Russia, August 4, 1999
Polution CentralAugust 4, 1999, AFP via Johnson's Russia List
Russia's Karabash: A town with the air of death about it
KARABASH, Russia, - The town of Karabash in the Russian Urals has the unpleasant distinction, according to the United Nations, of being one of the most polluted places on the face of the planet.
This town of 17,000 inhabitants, is slowly dying, choking on the fumes from the copper foundry around which it was built. The birth-rate is low and death at 45 is the norm, thanks to the all-pervasive toxic fumes which have also taken their toll on the local flora and fauna. "Here death at the age of 45 is normal, with all that we are breathing in," local doctor Vladimir Makarevitch explained. Last year, Krabash's mortality rate stood at 17.9 per 1,000 people, against 14 per 1,000 for Russia as a whole.
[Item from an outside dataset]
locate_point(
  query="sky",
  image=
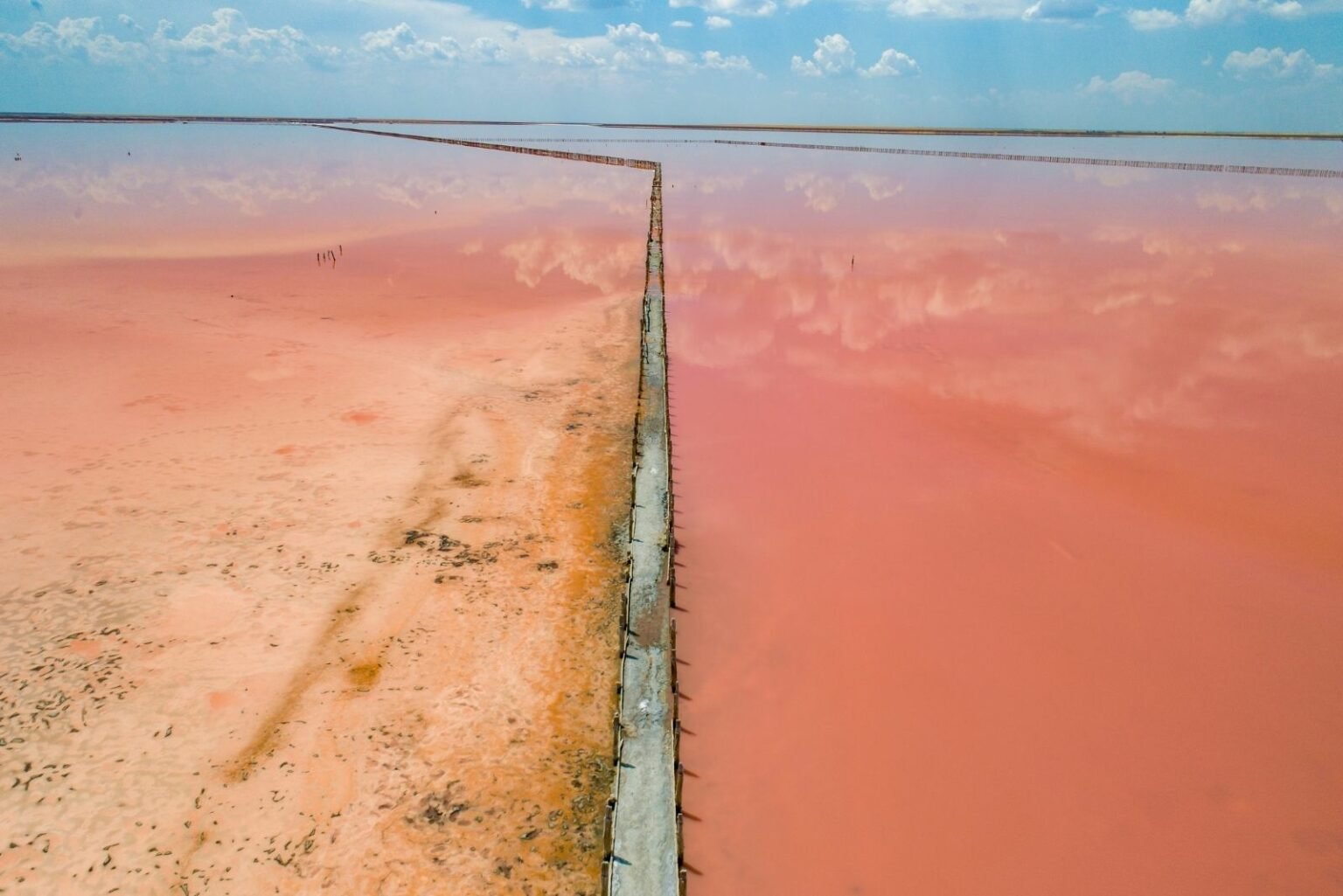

Its birthrate was 6.9 per 1,000 against the national average of nine per 1,000. The figures are even more stark when compared to a Western country like France where the figures are nine deaths per 1,000 residents and 13 births.
The soil here has been poisoned for decades by high concentrations of lead, arsenic, nickel, cobalt, cadmium, copper and zinc, up to 150 times permitted levels. "Hundreds of tonnes of sulphur are belched into the air each day by the fumes from the foundry's chimneys," foundry director Oleg Ranski told AFP. "We don't have the money to build air purification units," explained the town's deputy mayor Viacheslav Yagodinets.
The nearby black mountains which form part of the local countryside are actually made up of some 18 million tonnes of copper slag, built up since 1914 when the foundry, and its little village, were first built. The wind carries the copper dust onto the nearby fields. "Nobody knows what the consequences are," bemoans Yevgeny Shram, head of the town's ecology committee.
The real mountains near Karabash are called "bald" by the locals. The foundry's sulphurous emanations have denuded them of all plants and grass. At the other end of town it looks like a lunar landscape; nothing but dust for hundreds of metres (yards).
In 1992 the United Nations Environmental Programme (UNEP) designated Karabash as one of the world's most polluted towns. The same year the foundry was closed for "ecological reasons" according to the town authorities, only to be reopened in February 1998. That was after it had been taken over by an industrialist from the nearby town of Kyshtym, a man well-enough connected to get the foundry running again.
"Since the plant was reopened, our hospital has seen a sharp rise in pneumonia and bronchitis cases," said head nurse Natalia Charando. The number of blood illnesses have doubled and skin complaints are also up, she added. The death rate from cancer was 25.8 out of 1,000 in 1997 and 39.1 in 1998. "I'm only 25 and I've already lost all my teeth," said local resident Alexei Petrovitch.
A government commission which came here three years ago merely verified the parlous state of affairs. Karabash is the only Russian town officially recognised by the government as an "ecological disaster zone". That doesn't help the people living here: "The government promised financial aid, but we haven't seen a single ruble," complains deputy mayor Yagodinets.
The foundry's directors have promised to build air purification units by January 1, 2000. "We strongly doubt that will happen. For the time being there isn't even a concrete proposal," said a foundry employee under cover of anonymity. "We hope to have the problem solved in two-and-a-half years," said an optimistic Ranski. "We are in the process of getting rid of 10-15 percent of the copper slag" produced by the factory as waste," he added.